Jakelin Caal Maquin, 7, Guatemala
Twelve hours after being apprehended by Border Patrol with her father, Jakelin was hospitalized after experiencing vomiting and a high temperature, according to NPR. The New York Times reports that Jakelin “would have been visibly sick for hours,” but representative Raul Ruiz states that “[t]here was no physical examination including a very basic vital signs that would have most likely identified that she had a fever… or a fast heart rate.” She was to an El Paso hospital where she passed away the next day on December 8, 2018. Vox details the multiple factors that could have contributed to Jakelin’s death. U.S. officials claimed that she had not been given food and water in the days preceding their arrival, but her father strongly denied this statement saying that she received sufficient food and water. Her father also noted that Jakelin had no prior health problems. The DHS OIG found “no misconduct or malfeasance by DHS personnel,” despite Ruiz detailing the lack of resources and conditions at shelters where there were “children laying on concrete floors, in very, very cold rooms, with the lights on all night, and being interrupted with loud noise, throughout the night.”
Felipe Gómez Alonzo, 8, Guatemala
Felipe and his father were detained at the border in mid-December and taken to several holding areas where, according to the Los Angeles Times, “families sleep on bare dirt.” The day before Felipe died, an agent noted his coughing, sore throat, and fever. He was hospitalized and held for 90 minutes, and released before he fell sick hours later and died on December 25, 2018. According to the New York Times, Felipe’s death “… highlighted the risks of keeping vulnerable children in what they called overcrowded, often cold facilities known as ‘hieleras,’ Spanish for ice boxes.”

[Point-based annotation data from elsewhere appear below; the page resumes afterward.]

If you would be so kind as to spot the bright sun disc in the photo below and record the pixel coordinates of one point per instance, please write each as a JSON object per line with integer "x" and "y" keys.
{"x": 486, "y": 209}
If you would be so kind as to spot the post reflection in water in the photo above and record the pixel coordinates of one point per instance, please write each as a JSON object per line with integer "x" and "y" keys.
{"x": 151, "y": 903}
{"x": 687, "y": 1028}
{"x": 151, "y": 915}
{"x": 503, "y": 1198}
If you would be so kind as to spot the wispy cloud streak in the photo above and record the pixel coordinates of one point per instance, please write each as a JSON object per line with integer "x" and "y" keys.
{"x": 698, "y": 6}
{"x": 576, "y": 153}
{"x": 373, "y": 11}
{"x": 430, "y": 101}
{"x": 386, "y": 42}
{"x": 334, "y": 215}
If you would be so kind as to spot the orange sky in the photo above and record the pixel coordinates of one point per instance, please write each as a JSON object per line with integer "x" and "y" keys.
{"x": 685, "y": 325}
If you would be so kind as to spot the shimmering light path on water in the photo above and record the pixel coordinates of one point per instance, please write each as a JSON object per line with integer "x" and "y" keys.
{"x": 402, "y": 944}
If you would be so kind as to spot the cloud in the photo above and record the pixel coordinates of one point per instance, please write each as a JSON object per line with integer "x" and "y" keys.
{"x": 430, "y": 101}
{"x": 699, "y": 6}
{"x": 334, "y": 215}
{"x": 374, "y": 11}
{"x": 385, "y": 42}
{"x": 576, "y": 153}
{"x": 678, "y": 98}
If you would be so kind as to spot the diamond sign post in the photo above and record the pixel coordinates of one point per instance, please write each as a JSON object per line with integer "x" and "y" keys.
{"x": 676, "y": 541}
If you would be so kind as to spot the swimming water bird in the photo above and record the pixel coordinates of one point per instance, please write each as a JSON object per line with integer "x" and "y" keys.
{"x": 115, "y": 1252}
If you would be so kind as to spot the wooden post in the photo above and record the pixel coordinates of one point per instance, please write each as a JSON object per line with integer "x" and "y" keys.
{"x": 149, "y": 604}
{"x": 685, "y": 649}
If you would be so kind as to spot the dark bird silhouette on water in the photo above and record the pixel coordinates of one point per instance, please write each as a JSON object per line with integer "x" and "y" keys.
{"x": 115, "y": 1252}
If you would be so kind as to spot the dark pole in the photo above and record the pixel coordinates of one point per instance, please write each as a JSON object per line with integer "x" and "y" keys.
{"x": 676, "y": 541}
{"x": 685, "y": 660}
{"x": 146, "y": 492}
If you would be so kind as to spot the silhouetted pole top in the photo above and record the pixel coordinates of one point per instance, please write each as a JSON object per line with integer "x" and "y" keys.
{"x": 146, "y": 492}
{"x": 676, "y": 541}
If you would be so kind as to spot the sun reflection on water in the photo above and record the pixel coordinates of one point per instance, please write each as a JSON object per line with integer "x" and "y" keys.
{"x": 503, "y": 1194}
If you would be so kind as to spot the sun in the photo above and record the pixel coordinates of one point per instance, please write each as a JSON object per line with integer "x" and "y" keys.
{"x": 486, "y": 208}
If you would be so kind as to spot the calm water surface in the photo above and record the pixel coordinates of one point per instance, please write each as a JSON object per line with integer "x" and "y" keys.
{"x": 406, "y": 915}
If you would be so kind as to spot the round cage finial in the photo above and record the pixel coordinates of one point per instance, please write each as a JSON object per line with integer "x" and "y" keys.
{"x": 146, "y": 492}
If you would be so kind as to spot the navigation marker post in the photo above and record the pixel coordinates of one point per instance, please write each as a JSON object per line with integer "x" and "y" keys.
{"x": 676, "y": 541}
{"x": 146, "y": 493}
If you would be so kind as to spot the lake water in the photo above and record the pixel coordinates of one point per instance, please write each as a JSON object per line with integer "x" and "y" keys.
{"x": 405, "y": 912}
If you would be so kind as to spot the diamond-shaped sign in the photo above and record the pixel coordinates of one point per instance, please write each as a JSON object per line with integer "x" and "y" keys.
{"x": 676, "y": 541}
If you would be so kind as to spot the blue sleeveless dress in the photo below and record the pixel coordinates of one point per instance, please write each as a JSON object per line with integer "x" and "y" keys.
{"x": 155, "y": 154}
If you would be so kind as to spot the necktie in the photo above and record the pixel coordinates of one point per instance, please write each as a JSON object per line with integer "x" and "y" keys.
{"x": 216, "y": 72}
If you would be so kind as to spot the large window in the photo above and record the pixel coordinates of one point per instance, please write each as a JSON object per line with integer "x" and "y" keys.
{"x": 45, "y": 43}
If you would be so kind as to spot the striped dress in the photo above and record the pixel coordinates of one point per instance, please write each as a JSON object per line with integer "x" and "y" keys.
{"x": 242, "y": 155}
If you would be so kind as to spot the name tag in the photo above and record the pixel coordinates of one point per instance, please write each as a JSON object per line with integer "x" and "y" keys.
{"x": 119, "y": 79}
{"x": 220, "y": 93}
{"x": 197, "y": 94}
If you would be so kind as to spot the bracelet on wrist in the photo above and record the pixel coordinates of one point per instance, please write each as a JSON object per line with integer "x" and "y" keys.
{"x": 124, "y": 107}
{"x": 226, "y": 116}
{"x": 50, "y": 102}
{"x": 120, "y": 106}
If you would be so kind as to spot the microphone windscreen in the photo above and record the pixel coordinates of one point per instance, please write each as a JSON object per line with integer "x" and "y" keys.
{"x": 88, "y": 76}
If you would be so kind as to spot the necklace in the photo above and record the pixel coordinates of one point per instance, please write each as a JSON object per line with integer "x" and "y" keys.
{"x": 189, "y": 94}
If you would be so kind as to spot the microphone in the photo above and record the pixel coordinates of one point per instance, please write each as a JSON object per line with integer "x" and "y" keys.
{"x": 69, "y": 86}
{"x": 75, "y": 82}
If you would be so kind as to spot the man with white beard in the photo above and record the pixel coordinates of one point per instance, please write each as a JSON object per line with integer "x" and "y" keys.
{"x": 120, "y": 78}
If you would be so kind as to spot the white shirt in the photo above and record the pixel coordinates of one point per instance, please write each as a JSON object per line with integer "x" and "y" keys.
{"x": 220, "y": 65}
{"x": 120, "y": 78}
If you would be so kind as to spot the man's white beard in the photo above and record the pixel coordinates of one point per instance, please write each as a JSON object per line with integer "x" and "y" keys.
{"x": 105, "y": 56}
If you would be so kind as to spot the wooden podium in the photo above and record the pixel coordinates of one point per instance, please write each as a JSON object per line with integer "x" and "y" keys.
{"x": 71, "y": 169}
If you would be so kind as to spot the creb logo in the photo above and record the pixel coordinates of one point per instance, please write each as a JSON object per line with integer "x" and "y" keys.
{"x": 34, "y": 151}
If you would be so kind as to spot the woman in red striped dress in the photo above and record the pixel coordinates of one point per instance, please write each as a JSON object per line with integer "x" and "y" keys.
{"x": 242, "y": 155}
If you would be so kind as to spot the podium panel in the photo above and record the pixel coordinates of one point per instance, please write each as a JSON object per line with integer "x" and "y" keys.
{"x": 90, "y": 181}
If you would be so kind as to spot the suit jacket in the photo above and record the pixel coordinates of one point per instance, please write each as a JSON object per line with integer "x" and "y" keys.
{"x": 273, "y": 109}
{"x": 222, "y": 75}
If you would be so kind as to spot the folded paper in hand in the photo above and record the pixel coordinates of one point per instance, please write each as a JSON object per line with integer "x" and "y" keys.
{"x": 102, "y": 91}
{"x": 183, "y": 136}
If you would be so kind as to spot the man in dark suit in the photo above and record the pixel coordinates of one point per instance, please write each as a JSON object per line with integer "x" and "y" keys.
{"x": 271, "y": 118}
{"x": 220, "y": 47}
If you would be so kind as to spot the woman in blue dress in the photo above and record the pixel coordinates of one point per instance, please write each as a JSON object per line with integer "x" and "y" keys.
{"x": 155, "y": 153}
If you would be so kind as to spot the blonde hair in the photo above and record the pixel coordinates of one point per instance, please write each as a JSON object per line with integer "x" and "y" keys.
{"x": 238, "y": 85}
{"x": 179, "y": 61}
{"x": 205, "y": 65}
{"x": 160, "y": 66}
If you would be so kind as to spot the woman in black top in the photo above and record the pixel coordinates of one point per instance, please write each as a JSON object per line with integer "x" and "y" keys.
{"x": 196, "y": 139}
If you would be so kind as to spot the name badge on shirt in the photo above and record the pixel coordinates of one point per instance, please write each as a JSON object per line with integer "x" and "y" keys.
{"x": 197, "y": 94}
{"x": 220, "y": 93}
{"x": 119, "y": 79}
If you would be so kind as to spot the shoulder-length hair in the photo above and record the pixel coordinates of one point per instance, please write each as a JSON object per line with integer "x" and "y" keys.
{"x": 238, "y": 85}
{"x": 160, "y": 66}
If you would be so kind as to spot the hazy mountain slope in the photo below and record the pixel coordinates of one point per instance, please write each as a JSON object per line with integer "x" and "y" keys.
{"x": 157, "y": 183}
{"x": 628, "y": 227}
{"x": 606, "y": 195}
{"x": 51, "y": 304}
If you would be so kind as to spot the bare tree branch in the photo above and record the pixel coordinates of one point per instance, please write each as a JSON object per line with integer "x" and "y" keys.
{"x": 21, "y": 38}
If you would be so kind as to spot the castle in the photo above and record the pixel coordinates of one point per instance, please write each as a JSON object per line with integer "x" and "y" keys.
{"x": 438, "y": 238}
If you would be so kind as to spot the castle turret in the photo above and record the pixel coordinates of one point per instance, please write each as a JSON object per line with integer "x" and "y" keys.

Juan de León Gutiérrez, 16, Guatemala
Juan was sent to Casa Padre, a federally contracted shelter, after crossing the border on his own on April 19, 2019, according to the Los Angeles Times. He was hospitalized shortly after his arrival and died nine days later after complications of Pott’s puffy tumor, according to NBC news, which can swell the frontal lobe. According to his mother, “her son never had any serious illness beyond colds or an occasional cough.” Juan was attempting to help his family after a drought affected his farming community. His mother says, “[t]he last time we talked he told me he hoped God would help us with salt or corn, or perhaps beans for us.”
Wilmer Josué Ramírez Vásquez, 2½, Guatemala
According to NPR, Wilmer was hospitalized for about a month before he died on May 14, 2019. Three days after he and his mother were taken into custody, he was transferred to a hospital in El Paso. According to Guatemalan consul, Wilmer had a high fever, difficulty breathing, and had been diagnosed with pneumonia.
Carlos Gregorio Hernandez Vasquez, 16, Guatemala
The Los Angeles Times reports that after being taken into custody on May 13, Carlos said he felt sick. Shortly after a nurse diagnosed him with the flu, he was found unresponsive on May 20, 2019. Carlos was not hospitalized and it is unclear how frequently he was checked during his final hours. The Los Angeles Times notes that “[i]t’s also not clear why Border Patrol didn’t transfer Carlos to the Department of Health and Human Services within 72 hours, as required by law for youths who arrive at the border without parents.” ProPublica released surveillance footage of Carlos in his final moments which contradicts the original DHS report on his death.